QLoRA with torchao

Quantize the base model with torchao instead of bitsandbytes for compile-friendly, FSDP2-native LoRA/QLoRA.

Background

bitsandbytes is the historical backend for QLoRA in Axolotl. It works well in single-GPU and FSDP1 setups, but its 4-bit kernels graph-break under torch.compile and its Params4bit storage needs custom patches to cooperate with FSDP2.

torchao provides tensor-subclass quantization (AffineQuantizedTensor, NF4Tensor) that:

  • compiles cleanly with torch.compile (no graph breaks for INT4/INT8 weight-only quant);
  • ships native FSDP2 support via DTensor;
  • shares its codebase with QAT / PTQ.

Axolotl exposes both backends via the structured model_quantization_config field, which discriminates on the backend name.

Usage

model_quantization_config is a structured discriminator: set exactly one of bnb / torchao / mxfp4 / fp8. The adapter type is auto-detected from the dtype, so users can write adapter: lora and the validator promotes it to qlora for 4-bit dtypes.

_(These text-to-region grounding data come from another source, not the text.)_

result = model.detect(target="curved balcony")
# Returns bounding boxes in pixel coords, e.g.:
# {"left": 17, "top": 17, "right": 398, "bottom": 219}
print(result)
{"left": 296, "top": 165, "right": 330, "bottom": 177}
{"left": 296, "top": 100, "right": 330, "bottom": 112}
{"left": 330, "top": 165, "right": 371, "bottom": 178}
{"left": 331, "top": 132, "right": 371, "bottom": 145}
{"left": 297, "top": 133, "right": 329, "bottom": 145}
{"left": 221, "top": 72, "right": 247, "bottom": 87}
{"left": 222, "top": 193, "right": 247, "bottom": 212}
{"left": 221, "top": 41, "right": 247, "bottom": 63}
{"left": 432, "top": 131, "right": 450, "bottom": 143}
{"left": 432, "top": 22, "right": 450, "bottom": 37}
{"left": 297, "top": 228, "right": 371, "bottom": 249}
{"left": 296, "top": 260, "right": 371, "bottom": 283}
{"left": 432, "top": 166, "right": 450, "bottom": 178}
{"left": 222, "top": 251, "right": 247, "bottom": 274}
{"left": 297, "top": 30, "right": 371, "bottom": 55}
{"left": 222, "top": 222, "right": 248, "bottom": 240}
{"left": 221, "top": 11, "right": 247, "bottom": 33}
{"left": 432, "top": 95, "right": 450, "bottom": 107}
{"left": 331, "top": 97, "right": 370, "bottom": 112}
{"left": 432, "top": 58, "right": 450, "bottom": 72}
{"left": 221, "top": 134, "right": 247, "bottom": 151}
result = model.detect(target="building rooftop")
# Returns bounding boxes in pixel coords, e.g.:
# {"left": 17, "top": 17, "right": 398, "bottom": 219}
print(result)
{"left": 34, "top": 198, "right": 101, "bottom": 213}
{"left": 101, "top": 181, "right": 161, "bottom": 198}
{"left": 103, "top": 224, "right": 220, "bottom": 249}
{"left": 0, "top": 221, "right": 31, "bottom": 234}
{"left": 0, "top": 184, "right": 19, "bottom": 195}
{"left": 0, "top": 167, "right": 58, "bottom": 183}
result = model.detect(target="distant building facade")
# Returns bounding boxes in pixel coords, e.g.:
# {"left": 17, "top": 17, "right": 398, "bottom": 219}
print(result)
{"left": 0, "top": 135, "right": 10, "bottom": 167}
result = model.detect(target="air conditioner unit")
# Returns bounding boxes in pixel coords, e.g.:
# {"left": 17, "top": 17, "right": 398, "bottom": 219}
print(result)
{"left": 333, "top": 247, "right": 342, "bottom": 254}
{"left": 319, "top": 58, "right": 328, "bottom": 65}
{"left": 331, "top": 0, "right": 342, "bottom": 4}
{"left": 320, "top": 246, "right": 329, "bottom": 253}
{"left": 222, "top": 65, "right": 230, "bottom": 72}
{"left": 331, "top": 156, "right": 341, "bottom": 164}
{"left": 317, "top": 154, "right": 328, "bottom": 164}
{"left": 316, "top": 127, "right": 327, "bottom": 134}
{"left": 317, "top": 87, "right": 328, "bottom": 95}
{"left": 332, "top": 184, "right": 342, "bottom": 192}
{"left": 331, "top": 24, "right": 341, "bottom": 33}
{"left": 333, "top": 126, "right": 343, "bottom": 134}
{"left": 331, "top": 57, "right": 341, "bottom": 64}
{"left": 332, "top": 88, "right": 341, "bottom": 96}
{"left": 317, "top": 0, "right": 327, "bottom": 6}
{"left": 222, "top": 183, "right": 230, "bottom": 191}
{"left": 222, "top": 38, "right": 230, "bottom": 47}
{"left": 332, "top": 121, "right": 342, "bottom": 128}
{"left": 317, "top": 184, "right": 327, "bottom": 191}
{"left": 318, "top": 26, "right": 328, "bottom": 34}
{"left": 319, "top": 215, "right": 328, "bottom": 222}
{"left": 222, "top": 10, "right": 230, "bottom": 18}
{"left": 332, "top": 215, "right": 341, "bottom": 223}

# torchao QLoRA (auto-promotes adapter to qlora for int4 / nf4 / nvfp4)
adapter: lora
model_quantization_config:
  torchao:
    weight_dtype: int4     # one of: int4, nf4, nvfp4, int8, fp8
    # group_size: 128      # defaults: int4/int8 → 128, nf4 → 64, nvfp4 → 16
# bnb QLoRA shorthand (replaces `adapter: qlora` + `load_in_4bit: true`)
adapter: lora
model_quantization_config:
  bnb:
    weight_dtype: nf4      # qlora + load_in_4bit
# bnb 8-bit LoRA shorthand
adapter: lora
model_quantization_config:
  bnb:
    weight_dtype: int8     # lora + load_in_8bit
Backend weight_dtype Effective adapter Quant config installed
bnb nf4 qlora BitsAndBytesConfig(load_in_4bit=True)
bnb int8 lora BitsAndBytesConfig(load_in_8bit=True)
torchao int4 qlora Int4WeightOnlyConfig
torchao nf4 qlora NF4WeightOnlyConfig
torchao nvfp4 qlora NVFP4WeightOnlyConfig
torchao int8 lora Int8WeightOnlyConfig
torchao fp8 lora Float8WeightOnlyConfig

Deprecations

There is only one canonical shape for base-quant LoRA training:

adapter: lora
model_quantization_config:
  bnb:                          # or torchao / mxfp4 / fp8
    weight_dtype: nf4

The following legacy shapes keep working — they are translated to the canonical form at config load and emit a DEPRECATED: warning. They will be removed in a future release:

  • adapter: qlora (with or without load_in_4bit: true) → adapter: lora
    • model_quantization_config: {bnb: {weight_dtype: nf4}}. QLoRA is just “LoRA with a 4-bit base quant”; there is no separate adapter type.
  • load_in_4bit: true (alone) → model_quantization_config: {bnb: {weight_dtype: nf4}}.
  • load_in_8bit: true (alone) → model_quantization_config: {bnb: {weight_dtype: int8}}.
  • model_quantization_config: Mxfp4Config (string) with model_quantization_config_kwargs: …model_quantization_config: {mxfp4: {config_kwargs: …}}.
  • model_quantization_config: FineGrainedFP8Config (string) → model_quantization_config: {fp8: {config_kwargs: …}}.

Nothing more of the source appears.